Mais de 100 mil pessoas
Se até 2008 o número de empresas se manteve ao redor das 500, já o seu pessoal quase duplicou. Passou de 66,6 mil em 2004 para 102 mil em 2008. Mas estes números poderão confundir-se com o das pessoas colocadas. Em muitos casos, estas pertencem aos quadros das empresas de trabalho temporário, que as cedem às empresas que oferecem empregos. O volume de negócios acompanhou a evolução. Foi de 840 milhões de euros em 2006 e passou para 1,2 mil milhões dois anos depois.

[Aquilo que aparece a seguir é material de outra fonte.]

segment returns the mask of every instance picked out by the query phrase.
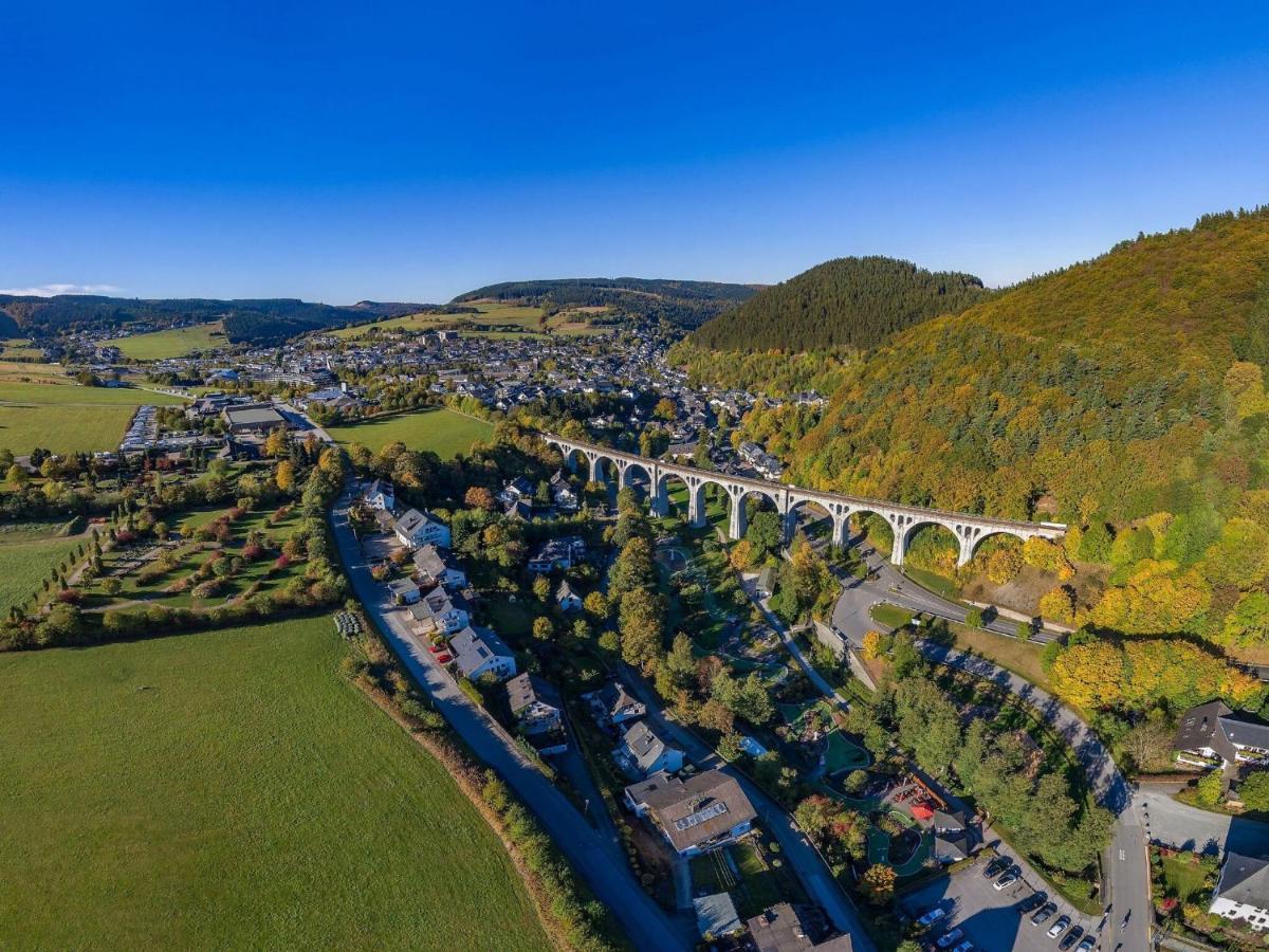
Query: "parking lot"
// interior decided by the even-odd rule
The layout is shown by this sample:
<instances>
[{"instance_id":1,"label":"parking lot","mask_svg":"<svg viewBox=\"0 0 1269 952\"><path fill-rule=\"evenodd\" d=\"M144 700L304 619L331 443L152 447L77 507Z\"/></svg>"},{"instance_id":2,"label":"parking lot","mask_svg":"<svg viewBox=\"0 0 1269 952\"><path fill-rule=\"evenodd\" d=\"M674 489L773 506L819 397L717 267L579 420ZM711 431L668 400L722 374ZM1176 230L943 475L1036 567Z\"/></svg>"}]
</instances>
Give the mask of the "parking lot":
<instances>
[{"instance_id":1,"label":"parking lot","mask_svg":"<svg viewBox=\"0 0 1269 952\"><path fill-rule=\"evenodd\" d=\"M1043 924L1032 924L1032 913L1019 914L1018 911L1018 906L1037 891L1028 882L1028 878L1034 882L1039 891L1051 892L1051 890L1024 872L1018 882L997 891L994 889L994 883L999 876L986 878L982 875L990 861L990 857L985 857L953 876L937 880L929 886L904 896L901 904L914 919L935 906L947 911L947 915L930 929L929 935L923 938L923 946L935 948L934 943L940 935L952 929L962 929L964 935L952 943L953 947L968 939L973 943L973 948L980 952L1011 952L1013 949L1056 952L1058 943L1067 933L1063 932L1057 938L1049 938L1048 928L1062 915L1071 918L1072 927L1079 925L1085 932L1096 932L1096 920L1076 913L1060 896L1052 895L1048 896L1048 901L1057 905L1057 911ZM1072 943L1072 949L1075 944L1077 943Z\"/></svg>"}]
</instances>

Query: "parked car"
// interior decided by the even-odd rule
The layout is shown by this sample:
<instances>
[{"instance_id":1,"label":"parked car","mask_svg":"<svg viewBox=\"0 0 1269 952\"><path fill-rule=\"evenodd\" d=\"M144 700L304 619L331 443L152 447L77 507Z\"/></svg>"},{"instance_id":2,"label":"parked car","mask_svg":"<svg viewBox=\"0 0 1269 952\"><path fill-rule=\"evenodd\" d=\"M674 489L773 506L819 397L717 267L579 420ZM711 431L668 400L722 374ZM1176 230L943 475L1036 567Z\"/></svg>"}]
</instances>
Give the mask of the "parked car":
<instances>
[{"instance_id":1,"label":"parked car","mask_svg":"<svg viewBox=\"0 0 1269 952\"><path fill-rule=\"evenodd\" d=\"M1084 934L1084 927L1082 925L1076 925L1074 929L1071 929L1068 933L1066 933L1066 937L1057 944L1057 947L1058 948L1070 948L1071 946L1075 944L1075 941L1077 938L1080 938L1080 935L1082 935L1082 934Z\"/></svg>"},{"instance_id":2,"label":"parked car","mask_svg":"<svg viewBox=\"0 0 1269 952\"><path fill-rule=\"evenodd\" d=\"M942 906L934 906L934 909L930 909L929 911L925 913L925 915L917 919L916 924L921 927L933 925L947 914L948 914L947 909L943 909Z\"/></svg>"},{"instance_id":3,"label":"parked car","mask_svg":"<svg viewBox=\"0 0 1269 952\"><path fill-rule=\"evenodd\" d=\"M1039 892L1032 892L1027 899L1018 904L1018 911L1023 915L1029 913L1032 909L1039 909L1044 905L1048 899L1048 894L1041 890Z\"/></svg>"},{"instance_id":4,"label":"parked car","mask_svg":"<svg viewBox=\"0 0 1269 952\"><path fill-rule=\"evenodd\" d=\"M986 868L982 871L982 878L990 880L992 876L995 876L1001 869L1005 869L1008 867L1009 867L1009 857L997 856L995 859L987 863Z\"/></svg>"},{"instance_id":5,"label":"parked car","mask_svg":"<svg viewBox=\"0 0 1269 952\"><path fill-rule=\"evenodd\" d=\"M1049 919L1053 918L1053 913L1056 911L1057 911L1056 902L1046 902L1043 906L1041 906L1039 911L1037 911L1036 915L1032 916L1032 924L1043 925L1044 923L1047 923Z\"/></svg>"}]
</instances>

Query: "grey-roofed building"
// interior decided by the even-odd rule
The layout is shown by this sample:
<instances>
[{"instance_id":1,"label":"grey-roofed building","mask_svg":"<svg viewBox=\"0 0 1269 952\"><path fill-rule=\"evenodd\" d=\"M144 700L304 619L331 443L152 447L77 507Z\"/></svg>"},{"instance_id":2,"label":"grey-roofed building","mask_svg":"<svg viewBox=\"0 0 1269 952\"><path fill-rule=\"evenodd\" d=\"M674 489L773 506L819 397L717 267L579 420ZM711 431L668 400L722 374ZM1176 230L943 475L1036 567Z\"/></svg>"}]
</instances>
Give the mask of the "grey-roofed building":
<instances>
[{"instance_id":1,"label":"grey-roofed building","mask_svg":"<svg viewBox=\"0 0 1269 952\"><path fill-rule=\"evenodd\" d=\"M1269 925L1269 859L1226 853L1208 911L1245 922L1256 932Z\"/></svg>"},{"instance_id":2,"label":"grey-roofed building","mask_svg":"<svg viewBox=\"0 0 1269 952\"><path fill-rule=\"evenodd\" d=\"M273 404L235 404L221 410L230 433L269 433L286 428L287 419Z\"/></svg>"},{"instance_id":3,"label":"grey-roofed building","mask_svg":"<svg viewBox=\"0 0 1269 952\"><path fill-rule=\"evenodd\" d=\"M489 628L463 628L450 640L449 650L458 670L471 680L485 674L504 680L515 674L515 655Z\"/></svg>"},{"instance_id":4,"label":"grey-roofed building","mask_svg":"<svg viewBox=\"0 0 1269 952\"><path fill-rule=\"evenodd\" d=\"M1181 715L1175 749L1181 763L1211 767L1269 759L1269 724L1209 701Z\"/></svg>"},{"instance_id":5,"label":"grey-roofed building","mask_svg":"<svg viewBox=\"0 0 1269 952\"><path fill-rule=\"evenodd\" d=\"M467 588L467 574L440 548L426 545L414 553L414 567L419 581L425 585L444 585L449 589Z\"/></svg>"},{"instance_id":6,"label":"grey-roofed building","mask_svg":"<svg viewBox=\"0 0 1269 952\"><path fill-rule=\"evenodd\" d=\"M816 910L778 902L746 925L758 952L851 952L849 935L832 934Z\"/></svg>"},{"instance_id":7,"label":"grey-roofed building","mask_svg":"<svg viewBox=\"0 0 1269 952\"><path fill-rule=\"evenodd\" d=\"M678 773L683 769L683 751L666 744L647 721L637 721L626 729L613 757L632 778L647 777L657 770Z\"/></svg>"},{"instance_id":8,"label":"grey-roofed building","mask_svg":"<svg viewBox=\"0 0 1269 952\"><path fill-rule=\"evenodd\" d=\"M637 816L648 816L679 856L695 856L744 836L758 812L733 777L706 770L687 781L654 773L626 788Z\"/></svg>"},{"instance_id":9,"label":"grey-roofed building","mask_svg":"<svg viewBox=\"0 0 1269 952\"><path fill-rule=\"evenodd\" d=\"M450 635L471 621L467 599L440 586L434 588L416 604L410 605L410 616L420 635L434 632Z\"/></svg>"},{"instance_id":10,"label":"grey-roofed building","mask_svg":"<svg viewBox=\"0 0 1269 952\"><path fill-rule=\"evenodd\" d=\"M621 682L610 682L582 697L602 727L633 721L647 713L643 702L626 691L626 685Z\"/></svg>"},{"instance_id":11,"label":"grey-roofed building","mask_svg":"<svg viewBox=\"0 0 1269 952\"><path fill-rule=\"evenodd\" d=\"M562 708L560 692L536 674L525 671L506 683L506 703L525 734L558 730Z\"/></svg>"}]
</instances>

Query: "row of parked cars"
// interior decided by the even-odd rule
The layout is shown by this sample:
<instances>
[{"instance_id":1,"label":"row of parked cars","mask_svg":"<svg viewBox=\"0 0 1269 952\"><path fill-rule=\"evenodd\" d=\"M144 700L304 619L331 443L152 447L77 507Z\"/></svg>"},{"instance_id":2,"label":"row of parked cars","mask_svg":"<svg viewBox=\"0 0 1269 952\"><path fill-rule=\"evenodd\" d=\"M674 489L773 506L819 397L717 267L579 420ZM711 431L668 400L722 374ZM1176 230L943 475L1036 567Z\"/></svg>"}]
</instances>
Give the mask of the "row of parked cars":
<instances>
[{"instance_id":1,"label":"row of parked cars","mask_svg":"<svg viewBox=\"0 0 1269 952\"><path fill-rule=\"evenodd\" d=\"M982 875L989 880L997 877L992 883L994 889L1003 890L1018 882L1022 869L1005 856L996 857L983 868ZM1032 925L1044 925L1057 914L1057 902L1048 901L1048 894L1037 891L1018 904L1019 915L1030 913ZM1091 932L1085 934L1082 925L1071 925L1071 916L1062 914L1053 919L1047 929L1048 937L1057 941L1057 947L1066 952L1091 952L1098 939ZM1066 933L1063 935L1063 933ZM1079 943L1079 944L1076 944Z\"/></svg>"}]
</instances>

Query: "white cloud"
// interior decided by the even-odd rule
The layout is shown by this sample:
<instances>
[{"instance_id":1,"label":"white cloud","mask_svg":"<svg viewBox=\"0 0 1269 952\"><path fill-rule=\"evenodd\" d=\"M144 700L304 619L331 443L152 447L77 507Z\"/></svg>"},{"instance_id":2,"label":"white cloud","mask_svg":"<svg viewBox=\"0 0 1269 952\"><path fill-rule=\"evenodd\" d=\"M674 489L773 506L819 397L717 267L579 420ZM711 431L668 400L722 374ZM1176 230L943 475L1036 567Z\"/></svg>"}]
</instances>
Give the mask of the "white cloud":
<instances>
[{"instance_id":1,"label":"white cloud","mask_svg":"<svg viewBox=\"0 0 1269 952\"><path fill-rule=\"evenodd\" d=\"M53 297L55 294L113 294L123 288L114 284L39 284L33 288L0 288L0 294Z\"/></svg>"}]
</instances>

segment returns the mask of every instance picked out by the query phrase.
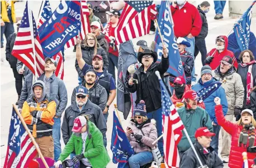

Mas não há números precisos sobre a sua eficácia. Não se sabe precisamente quantas pessoas foram colocadas e com que tipo de contrato. O inquérito do INE revela, contudo, que a actividade do sector privado se tem concentrado na região de Lisboa e Vale do Tejo, enquanto que tanto as ofertas como a procura de emprego (dos desempregados inscritos nos centros de emprego) estão sobretudo no Norte e no Centro (cerca de 70 por cento). Essa diferença indica que o sector privado pode não estar a "preencher" as lacunas do mercado.
Mas a realidade das puras agências privadas de emprego, tal como a lei as define, é ainda outra. Eram apenas 5 em 2008 e caíram para 3 em 2009. Mas como o Decreto-Lei 260/2009 as forçou a adaptar-se ao novo regime - nomeadamente clarificando as ligações com as actividades de trabalho temporário -, o IEFP salienta que só uma se adaptou ao novo regime. Ou seja, "neste momento só existe uma agência privada licenciada".
A sua actividade é, pois, marginal, ainda que tenham acesso à base de ofertas de emprego dos centros de emprego. Em 2008, recorreram aos seus serviços 1195 pessoas para 493 ofertas de trabalho e, dessas, foram colocadas só 275 pessoas. Em 2009, foram ainda menos. Houve 1092 pessoas para 299 ofertas de trabalho e só 190 conseguiram ser empregadas. A hotelaria é de longe a actividade com maiores colocações (entre 93 e 80 por cento das colocações).
Protecção ao sector privado
A expansão do sector privado é, em parte, devida à política seguida nas últimas décadas, que aligeirou as obrigações do trabalho temporário e que tem recebido as críticas continuadas dos sindicatos - baixos salários, contratos pouco claros entre empresa cedente e empresa empregadora, esquemas complexos de precariedade, alta rotatividade de pessoal para evitar a contratação efectiva. Quando o PS chegou ao Governo em 1995, após 11 anos de Governo PSD, estava em causa o uso pervertido da figura dos contratos a prazo e do trabalho temporário. A proposta de lei socialista queria evitá-lo e criticava o "aluguer de mão-de-obra". Três anos volvidos, o Governo PS reconhecia já que era "um sector importante para uma correcta flexibilização do mercado de trabalho. Quis-se avançar cautelosamente, autorizando-o "em situações de acréscimo temporário ou excepcional de actividade" e apenas por 12 meses, "prorrogável até 24 meses", mas "sujeito a visto da Inspecção- Geral do Trabalho (IGT)". Mas esta precaução caiu com a Lei 19/2007. E aumentou-se o seu âmbito. Surgiu a figura do provedor do trabalho temporário, ocupado pelo socialista Vitalino Canas. A nova lei permitiu, contudo, uma alteração da leitura pelos tribunais, que passaram a arquivar os próprios autos levantados pela IGT, sem que o Governo considere necessário aclarar a lei.